Ken McGuinness

Personal information
- Full name: Ken McGuinness
- Born: 14 September 1975 (age 50)

Playing information
- Height: 191 cm (6 ft 3 in)
- Weight: 96 kg (15 st 2 lb)
- Position: Centre, Wing, Five-eighth
Club
| Years | Team | Pld | T | G | FG | P |
| 1994–99 | Western Suburbs | 107 | 35 | 1 | 0 | 142 |
| 2000 | Wests Tigers | 6 | 0 | 0 | 0 | 0 |
| 2002 | North Qld Cowboys | 9 | 1 | 0 | 0 | 4 |
|  | Total | 122 | 36 | 1 | 0 | 146 |
Representative
| Years | Team | Pld | T | G | FG | P |
| 1997–98 | New South Wales | 5 | 2 | 0 | 0 | 8 |
| 1995 | NSW City | 1 | 0 | 0 | 0 | 0 |
- Source:
- Relatives: Kevin McGuinness (brother)

= Ken McGuinness =

Australian rugby league footballer

Ken McGuinness (born 14 September 1975) is an Australian former rugby league footballer who played in the 1990s and 2000s. He played club football for the Western Suburbs Magpies, Wests Tigers and North Queensland Cowboys. His position of choice was at centre and he represented for New South Wales on five occasions.

==Biography==
McGuinness was one of nine Wests players to cross-over to the merged Magpies-Tigers club at the end of the 1999 season but he was unable to secure a regular first grade position at Wests Tigers in their inaugural year. In August 2000, McGuinness played for the excluded South Sydney Rabbitohs in two of their matches against Lebanon and the Tomahawks.
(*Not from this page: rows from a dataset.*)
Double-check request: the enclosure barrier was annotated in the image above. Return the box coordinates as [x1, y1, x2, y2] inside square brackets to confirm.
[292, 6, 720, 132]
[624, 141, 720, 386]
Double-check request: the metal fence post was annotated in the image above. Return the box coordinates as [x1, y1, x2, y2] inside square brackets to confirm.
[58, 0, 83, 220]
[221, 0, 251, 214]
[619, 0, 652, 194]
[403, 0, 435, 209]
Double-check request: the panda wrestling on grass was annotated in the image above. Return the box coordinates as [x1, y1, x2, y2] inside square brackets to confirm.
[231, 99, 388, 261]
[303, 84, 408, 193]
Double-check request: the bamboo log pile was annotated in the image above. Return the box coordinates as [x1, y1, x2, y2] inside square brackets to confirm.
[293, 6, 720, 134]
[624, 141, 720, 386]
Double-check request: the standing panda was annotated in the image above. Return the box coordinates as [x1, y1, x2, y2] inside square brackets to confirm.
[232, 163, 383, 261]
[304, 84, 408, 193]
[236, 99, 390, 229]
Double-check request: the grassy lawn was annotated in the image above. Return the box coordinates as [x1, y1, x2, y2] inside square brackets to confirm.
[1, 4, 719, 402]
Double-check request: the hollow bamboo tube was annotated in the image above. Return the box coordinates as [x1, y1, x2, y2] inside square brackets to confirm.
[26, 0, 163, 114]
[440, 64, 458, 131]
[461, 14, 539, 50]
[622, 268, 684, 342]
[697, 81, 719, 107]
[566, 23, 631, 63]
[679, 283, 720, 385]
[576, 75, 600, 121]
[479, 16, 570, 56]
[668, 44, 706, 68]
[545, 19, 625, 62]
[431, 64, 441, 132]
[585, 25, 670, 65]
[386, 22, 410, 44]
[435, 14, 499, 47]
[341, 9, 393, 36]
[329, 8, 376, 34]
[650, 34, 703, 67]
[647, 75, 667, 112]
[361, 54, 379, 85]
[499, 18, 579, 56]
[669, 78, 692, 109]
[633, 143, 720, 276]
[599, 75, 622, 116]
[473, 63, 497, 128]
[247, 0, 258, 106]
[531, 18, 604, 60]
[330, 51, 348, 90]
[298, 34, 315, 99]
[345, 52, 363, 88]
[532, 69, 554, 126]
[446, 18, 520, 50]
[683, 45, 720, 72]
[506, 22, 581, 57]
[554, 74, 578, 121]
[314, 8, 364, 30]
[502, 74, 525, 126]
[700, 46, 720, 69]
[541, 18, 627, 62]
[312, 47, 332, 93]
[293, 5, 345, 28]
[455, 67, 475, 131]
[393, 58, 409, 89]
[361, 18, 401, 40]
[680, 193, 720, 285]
McGuinness spent 2001 in the Queensland Cup competition and played for the Toowoomba Clydesdales in the grand final that year. After nine games with the North Queensland Cowboys in 2002, McGuinness announced his retirement from first grade at the age of 26, saying he had lost his passion for the game.

During his time with the Western Suburbs, McGuinness was selected for NSW Origin on five occasions in the 1997 and 1998 series, scoring one try.

In February 2019, McGuinness was arrested and charged with the assault of a woman.